Capacitor 24, 26, 44, 46 = per the respective comparator’s manufacturer recommendation, possibly not necessary for all comparators.

Capacitor 28, 48 = 1 pF to 1000 pF Resistor 17, 18 = 0 to 100 kOhm Resistor 34, 54 = per the respective comparator’s manufacturer recommendation, possibly not necessary for all comparators.

Resistor 30, 50 = 1 kOhm to 1 MOhm Resistor 32, 52 = lOkOhm to lOMOhm Resistor 36, 56 = IkOhm to lOOkOhm [0023] The signal rectification and timing circuit 10 eliminates the need for a feedback circuit that is typically used with a single comparator to compare a signal level to both an upper threshold signal 14 and a lower threshold signal 16. The present signal rectification and timing circuit 10 includes a first comparator 22 and a second comparator 42 which individually compare the variable amplitude input signal 12 to an upper threshold signal 14 and a lower threshold signal 16. The elimination of the feedback circuit decreases the propagation delay in the first digital output signal 23 and the second digital output signal 43. The decrease in the propagation delay enables the signal rectification and timing circuit 10 to reduce the phase error in the signal processing at the logic array 64.

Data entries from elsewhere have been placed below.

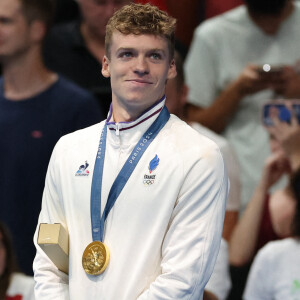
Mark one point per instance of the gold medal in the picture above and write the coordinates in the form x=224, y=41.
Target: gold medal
x=95, y=258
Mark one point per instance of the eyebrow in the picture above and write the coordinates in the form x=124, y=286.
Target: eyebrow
x=147, y=51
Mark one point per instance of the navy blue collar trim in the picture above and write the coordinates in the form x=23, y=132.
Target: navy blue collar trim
x=151, y=107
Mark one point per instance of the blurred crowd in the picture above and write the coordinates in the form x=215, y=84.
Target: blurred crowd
x=238, y=82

[0024] Additionally, the elimination of a feedback circuit in the signal rectification and timing circuit 10 also eliminates the race condition when using the single comparator. The race condition is that in which an input signal crosses a desired threshold more than once before the feedback circuit is able to apply a new threshold value with hysteresis being applied to the comparator. As a result, the output signal of a comparator can have multiple undesired, rapidly occurring signal transitions. The signal rectification and timing circuit 10 eliminates the spurious conditioned signal transitions by using a single comparator for the upper threshold signal 14 and a single comparator for the lower threshold signal 16.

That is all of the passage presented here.